If you work in zero-knowledge cryptography, your first reaction is probably why? And honestly, that’s fair. ZK proofs run on servers. The entire ecosystem is built around it. gnark, arkworks, rapidsnark, snarkjs, icicle. These are the standard tools, and they all target server-class hardware. Nobody proves on a laptop.

But Apple Silicon has a property that server GPUs don’t: unified memory. The CPU and GPU share the same physical memory, with no copying between them. In a prover, where you’re constantly moving large amounts of data between CPU-side computation and GPU-side computation, eliminating that copy overhead felt like it could matter more than people assumed. I wanted to find out.

It does.

The result

120ms for 134,000 constraints on an M3 Ultra. That’s 2.9x faster than the same workload running on CPU alone. Not bad.

Here’s how it works, and more importantly, why it’s fast.

Custom arithmetic, all the way down

The first decision was to build field arithmetic from scratch instead of relying on existing libraries. This sounds like unnecessary masochism, but it’s where a huge chunk of the performance comes from. The key move is keeping everything on the stack. Fixed-size arrays instead of heap-allocated big integers. When you’re doing millions of field multiplications, the difference between a stack allocation and a heap allocation adds up fast.

GLV endomorphism with zero-allocation Barrett reduction gets roughly 20x faster scalar decomposition than the standard approach. Montgomery multiplication is fully unrolled in Metal shaders, so the GPU spends its time doing math instead of managing memory.

Never let the hardware sit idle

This is where the real gains live. A Groth16 proof involves two expensive categories of work: QAP computation (the polynomial math) and MSM execution (the elliptic curve math). The natural instinct is to do one, then the other. But if you pipeline them, running QAP computation on one piece of hardware while MSM runs on another, you can overlap them almost entirely.

In practice, the GPU handles G1 MSMs while the CPU handles G2 MSMs in parallel. Two of the most expensive operations in the entire proving pipeline, running concurrently. Zero idle time.

The FFT that actually fits the GPU

Number-theoretic transforms are another major bottleneck, and the algorithm choice here matters enormously. I went with a Stockham FFT, which avoids the bit-reversal permutations that traditional FFT approaches require. That turns out to be a big deal on a GPU, because bit-reversal creates scattered memory access patterns that destroy throughput. Stockham keeps memory access coalesced, and the result is about 10x faster than the CPU baseline.

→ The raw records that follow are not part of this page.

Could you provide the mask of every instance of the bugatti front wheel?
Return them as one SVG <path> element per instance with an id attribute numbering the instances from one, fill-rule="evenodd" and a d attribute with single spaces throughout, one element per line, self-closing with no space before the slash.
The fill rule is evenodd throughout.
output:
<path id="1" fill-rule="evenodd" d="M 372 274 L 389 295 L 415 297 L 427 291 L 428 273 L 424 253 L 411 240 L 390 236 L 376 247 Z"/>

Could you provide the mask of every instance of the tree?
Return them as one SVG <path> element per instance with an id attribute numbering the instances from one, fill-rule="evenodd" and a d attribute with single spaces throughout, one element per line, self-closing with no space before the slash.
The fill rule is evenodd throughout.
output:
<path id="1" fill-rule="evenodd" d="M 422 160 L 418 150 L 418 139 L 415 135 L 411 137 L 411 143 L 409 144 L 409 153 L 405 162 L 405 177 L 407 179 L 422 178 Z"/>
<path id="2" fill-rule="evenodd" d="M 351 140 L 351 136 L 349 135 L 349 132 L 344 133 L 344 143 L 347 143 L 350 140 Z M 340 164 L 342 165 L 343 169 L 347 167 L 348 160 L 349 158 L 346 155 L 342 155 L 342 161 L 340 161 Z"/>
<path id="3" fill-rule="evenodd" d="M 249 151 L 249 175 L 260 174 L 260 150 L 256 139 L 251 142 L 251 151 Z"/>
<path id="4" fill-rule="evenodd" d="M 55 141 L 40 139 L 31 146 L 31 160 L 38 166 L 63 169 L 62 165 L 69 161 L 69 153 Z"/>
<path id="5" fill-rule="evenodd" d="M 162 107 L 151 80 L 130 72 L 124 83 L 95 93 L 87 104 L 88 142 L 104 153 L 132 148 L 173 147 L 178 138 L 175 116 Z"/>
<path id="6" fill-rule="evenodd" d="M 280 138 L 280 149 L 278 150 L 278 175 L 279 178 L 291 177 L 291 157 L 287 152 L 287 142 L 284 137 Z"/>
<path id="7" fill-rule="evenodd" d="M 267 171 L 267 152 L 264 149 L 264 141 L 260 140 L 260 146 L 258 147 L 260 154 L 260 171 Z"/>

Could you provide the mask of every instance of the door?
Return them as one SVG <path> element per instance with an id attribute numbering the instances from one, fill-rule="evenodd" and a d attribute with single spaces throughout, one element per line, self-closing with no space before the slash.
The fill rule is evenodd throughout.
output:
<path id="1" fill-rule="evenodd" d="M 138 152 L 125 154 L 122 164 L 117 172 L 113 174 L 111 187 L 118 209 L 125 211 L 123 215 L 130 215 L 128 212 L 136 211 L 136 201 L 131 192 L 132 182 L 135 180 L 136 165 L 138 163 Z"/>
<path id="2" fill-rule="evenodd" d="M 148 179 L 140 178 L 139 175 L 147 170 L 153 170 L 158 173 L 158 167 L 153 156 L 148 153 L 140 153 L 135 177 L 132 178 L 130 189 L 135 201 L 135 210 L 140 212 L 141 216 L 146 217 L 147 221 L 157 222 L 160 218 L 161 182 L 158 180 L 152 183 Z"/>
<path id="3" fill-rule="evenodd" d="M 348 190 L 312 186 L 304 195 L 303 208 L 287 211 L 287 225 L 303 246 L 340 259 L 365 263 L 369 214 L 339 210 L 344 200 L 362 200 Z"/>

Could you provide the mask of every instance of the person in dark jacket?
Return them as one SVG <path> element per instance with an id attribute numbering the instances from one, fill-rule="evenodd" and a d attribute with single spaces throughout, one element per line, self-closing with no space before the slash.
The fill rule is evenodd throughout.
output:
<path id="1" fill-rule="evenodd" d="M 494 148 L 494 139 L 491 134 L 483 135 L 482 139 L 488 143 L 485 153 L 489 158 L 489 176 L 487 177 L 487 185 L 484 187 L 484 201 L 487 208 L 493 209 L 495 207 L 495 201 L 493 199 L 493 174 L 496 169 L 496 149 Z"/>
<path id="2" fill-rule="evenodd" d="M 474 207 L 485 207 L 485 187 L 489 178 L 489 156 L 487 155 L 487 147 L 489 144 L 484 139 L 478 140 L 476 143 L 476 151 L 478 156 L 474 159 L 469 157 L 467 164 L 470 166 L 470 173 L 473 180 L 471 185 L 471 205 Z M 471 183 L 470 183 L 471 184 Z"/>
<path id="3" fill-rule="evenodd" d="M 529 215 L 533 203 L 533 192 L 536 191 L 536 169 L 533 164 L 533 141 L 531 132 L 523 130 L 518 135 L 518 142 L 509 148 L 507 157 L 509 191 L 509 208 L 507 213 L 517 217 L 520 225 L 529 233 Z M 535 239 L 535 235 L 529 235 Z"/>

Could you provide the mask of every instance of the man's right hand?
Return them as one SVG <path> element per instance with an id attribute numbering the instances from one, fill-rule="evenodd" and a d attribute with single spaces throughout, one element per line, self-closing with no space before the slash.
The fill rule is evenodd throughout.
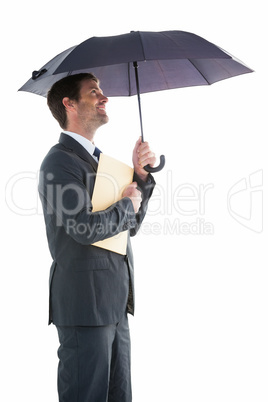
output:
<path id="1" fill-rule="evenodd" d="M 137 189 L 137 183 L 133 181 L 123 191 L 122 197 L 128 197 L 131 199 L 135 213 L 137 213 L 141 206 L 141 192 Z"/>

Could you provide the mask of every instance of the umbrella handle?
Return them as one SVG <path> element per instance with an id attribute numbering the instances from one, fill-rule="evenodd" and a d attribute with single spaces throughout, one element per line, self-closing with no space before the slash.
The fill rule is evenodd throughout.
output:
<path id="1" fill-rule="evenodd" d="M 165 163 L 166 163 L 165 155 L 161 155 L 160 163 L 158 166 L 151 167 L 150 165 L 146 165 L 146 166 L 144 166 L 143 169 L 146 170 L 146 172 L 148 172 L 148 173 L 160 172 L 160 170 L 162 170 L 163 167 L 165 166 Z"/>

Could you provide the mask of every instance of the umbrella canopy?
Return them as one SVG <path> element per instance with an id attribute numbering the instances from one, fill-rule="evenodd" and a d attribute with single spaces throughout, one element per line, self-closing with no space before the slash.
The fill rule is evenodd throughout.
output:
<path id="1" fill-rule="evenodd" d="M 34 71 L 19 90 L 46 96 L 59 79 L 93 72 L 106 96 L 136 95 L 135 61 L 140 93 L 209 85 L 252 72 L 227 52 L 189 32 L 131 32 L 92 37 L 65 50 Z"/>
<path id="2" fill-rule="evenodd" d="M 210 85 L 252 71 L 193 33 L 137 31 L 92 37 L 73 46 L 34 71 L 19 90 L 46 96 L 61 78 L 92 72 L 106 96 L 138 95 L 143 138 L 140 93 Z"/>

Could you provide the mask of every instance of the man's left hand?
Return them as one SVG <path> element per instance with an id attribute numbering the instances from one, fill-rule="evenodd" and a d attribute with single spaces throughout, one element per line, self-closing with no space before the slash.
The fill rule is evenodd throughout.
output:
<path id="1" fill-rule="evenodd" d="M 151 151 L 148 142 L 142 142 L 141 137 L 136 142 L 133 150 L 133 165 L 136 174 L 144 181 L 147 180 L 148 172 L 144 170 L 144 166 L 154 166 L 156 162 L 155 154 Z"/>

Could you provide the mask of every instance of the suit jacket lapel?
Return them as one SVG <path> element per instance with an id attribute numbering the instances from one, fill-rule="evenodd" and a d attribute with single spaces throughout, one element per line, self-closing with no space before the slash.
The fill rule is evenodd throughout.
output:
<path id="1" fill-rule="evenodd" d="M 67 134 L 61 133 L 59 143 L 65 148 L 72 150 L 80 158 L 84 159 L 86 162 L 90 163 L 95 172 L 97 172 L 98 164 L 95 159 L 88 153 L 88 151 L 79 142 L 75 141 L 72 137 Z"/>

Unified memory is the whole game

This is the part most people miss when comparing Apple Silicon to discrete GPUs. On a traditional setup with an NVIDIA card, you have to copy data from CPU memory to GPU memory across the PCIe bus. You need staging buffers. You pay transfer costs every time the GPU needs new data.

On Apple Silicon, there’s none of that. The GPU reads directly from the same physical memory the CPU wrote to. No copies, no bus, no staging. The data is just there. Combine that with interleaved point layout for cache locality, and memory access patterns become essentially free performance. This architectural advantage is what makes the whole approach viable.

Tuning for Metal specifically

The MSM implementation uses the Pippenger algorithm with 13-bit windows and local threadgroup atomics. One thing I found during profiling: 128 threads per threadgroup consistently outperforms the conventional 256-thread baseline on Metal hardware. This is the kind of thing you can only discover by measuring on actual hardware. The textbook answer isn’t always right for a specific execution model.

Prior art

The zkmopro team and EluAegis did some cool work on Metal MSM. What I needed, though, was a complete proving pipeline, not just MSM, and one that’s architecturally ready to support multiple GPU backends over time.

Next up: CUDA and ROCm backends. Maybe Mali. Someday. The architecture is designed for it. First I have some other battles to overcome.